It's been clear from quite early in the COVID-19 pandemic that a substantial number of people who get infected by SARS-CoV-2 don't experience significant symptoms. This simple fact has enormous public health consequences, as these asymptomatic individuals can still pass the infection on to others. That means that even if we were able to get everyone with symptoms to self-isolate, we may still be unable to check the spread of the pandemic. It also makes it much harder to find out the true spread of the virus, since many people won't bother to get tested if they aren't feeling unwell.
Most of the data on the spread of the pandemic within the US comes from tests that pick up the presence of the virus' genome, which indicates the presence of an active infection. But you have to catch the person while the infection is happening for this to work. The alternative is to look for an indication of a past infection: the presence of antibodies against SARS-CoV-2. While the immune response to the virus is complex and isn't present immediately after an infection, most people have at least some antibodies a few weeks after the virus is cleared.
This allows widespread antibody testing to provide a clearer picture of the virus' past spread through a population. On Tuesday, the CDC started releasing lots of data from past antibody testing. While it was from a period where the virus was relatively rare in the US, the data provides a sharp contrast to the RNA-based tests from the same time, showing that lots of infections have gone undetected.
A growing body of data
Most of the CDC results are described in a paper published today in JAMA Internal Medicine, based on a collaboration between it and public health agencies from around the country. The data comes from a collection of samples made available by large medical testing companies, obtained from people who had routine tests run, such as checks of cholesterol levels. But the CDC is also an aggregator of data and has posted some information on its website that was gathered by a number of states. The data have been analyzed separately.
We'll go through the data in the paper first. It comes from two large commercial testing labs, which sent in serum from a total of 16,025 blood samples that had come in for routine testing. The tests do include data on the postal code of where they originated but don't include detailed demographic information beyond age and sex.
The samples came from a range of locations that had very different experiences early in the pandemic: the San Francisco Bay area, Connecticut, Florida, Louisiana, Minneapolis-St Paul, Missouri, New York City, Philadelphia, Utah, and Washington state. Depending on the exact location, the samples came from late March to early May, a period where the pandemic was picking up in some locations, but others remained largely untouched. Rather than rely on commercial testing, the CDC did its own in-house assay for the presence of antibodies, one that only produced a four percent false negative rate and less than one percent false positives.
Overall, the rates were still very low. Even New York City, the focus of the pandemic's initial spread in the US, only saw antibodies in 6.9 percent of these blood samples. On the low end, California's Bay Area saw only one percent of the samples test positive for antibodies. Age and sex didn't seem to have any relationship to the possibility of having antibodies.
The CDC also had data on the presence of COVID-19 cases in these same locations. The lag between the experience of symptoms and sufficient antibodies picked up by this assay can be accounted for, allowing the CDC to make an estimate of how many people who now have antibodies didn't have a case of COVID-19 that required treatment.
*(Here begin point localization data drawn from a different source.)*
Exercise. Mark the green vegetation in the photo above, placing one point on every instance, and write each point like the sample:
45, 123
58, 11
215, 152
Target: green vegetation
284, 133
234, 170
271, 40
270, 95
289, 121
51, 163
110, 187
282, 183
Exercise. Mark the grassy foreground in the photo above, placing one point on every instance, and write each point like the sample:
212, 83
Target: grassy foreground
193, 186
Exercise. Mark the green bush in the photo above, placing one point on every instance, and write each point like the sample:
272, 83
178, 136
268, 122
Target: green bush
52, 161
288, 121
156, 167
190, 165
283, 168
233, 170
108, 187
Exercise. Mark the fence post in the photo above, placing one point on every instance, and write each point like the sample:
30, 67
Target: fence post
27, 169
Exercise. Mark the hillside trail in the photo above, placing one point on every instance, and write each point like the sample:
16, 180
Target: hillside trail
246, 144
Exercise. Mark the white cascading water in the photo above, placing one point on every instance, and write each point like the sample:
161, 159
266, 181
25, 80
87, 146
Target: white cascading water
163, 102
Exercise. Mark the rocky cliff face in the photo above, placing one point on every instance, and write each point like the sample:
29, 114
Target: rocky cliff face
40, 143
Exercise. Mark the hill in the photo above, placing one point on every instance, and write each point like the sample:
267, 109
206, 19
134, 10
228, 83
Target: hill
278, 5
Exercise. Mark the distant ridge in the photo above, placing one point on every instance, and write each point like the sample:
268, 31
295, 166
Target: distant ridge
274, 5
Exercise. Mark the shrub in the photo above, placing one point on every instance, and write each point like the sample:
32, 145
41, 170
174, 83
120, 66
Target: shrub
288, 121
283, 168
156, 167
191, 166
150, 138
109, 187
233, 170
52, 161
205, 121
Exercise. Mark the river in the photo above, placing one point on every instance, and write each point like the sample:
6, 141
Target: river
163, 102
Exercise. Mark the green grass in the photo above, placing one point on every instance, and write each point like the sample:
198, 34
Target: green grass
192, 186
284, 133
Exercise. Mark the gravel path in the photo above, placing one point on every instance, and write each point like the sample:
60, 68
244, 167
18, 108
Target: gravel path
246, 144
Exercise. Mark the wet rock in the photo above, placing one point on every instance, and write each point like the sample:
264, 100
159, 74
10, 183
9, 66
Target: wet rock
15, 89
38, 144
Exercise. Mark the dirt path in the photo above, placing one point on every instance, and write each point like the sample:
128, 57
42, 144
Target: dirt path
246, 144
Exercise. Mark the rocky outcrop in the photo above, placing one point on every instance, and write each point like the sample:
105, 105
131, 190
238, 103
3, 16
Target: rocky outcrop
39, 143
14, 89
Depending on the location, the paper estimates that there were anywhere from six to 24 times the number of infections as there were people who ended up needing treatment.
Focused studies
While the size of that study is great, it's hardly a random sample. Many individuals who felt they were healthy probably postponed routine medical care during this pandemic. But there are other, more focused studies being done that provide a more representative sample of some US locations.
For example, in a study done in the Atlanta metropolitan area, the researchers selected about 400 households at random, giving them samples from a total of 700 people. Also done in late spring, it found that 2.7 percent of the participants had antibodies to SARS-CoV-2, and that about half of them had experienced symptoms of COVID-19.
Around the same time, Indiana did a random sampling of the entire state. At the time, assays based on the presence of the viral genome were indicating about 1.7 percent of the Indiana population had an active infection at the time. A bit over half of those reported no symptoms when the tests were performed. In contrast, the antibody-based testing showed that only about 1.1 percent of the population had antibodies. Thus, the virus was clearly spreading within the Indiana population at the time, since more people were actively infected than had had a prior infection.
While none of this data will tell us much about the virus' spread through the US on its own, collectively, more studies like this will paint a picture of how things have changed over time. Those changes can then be examined in light of things like the public health policies in effect at the time of testing.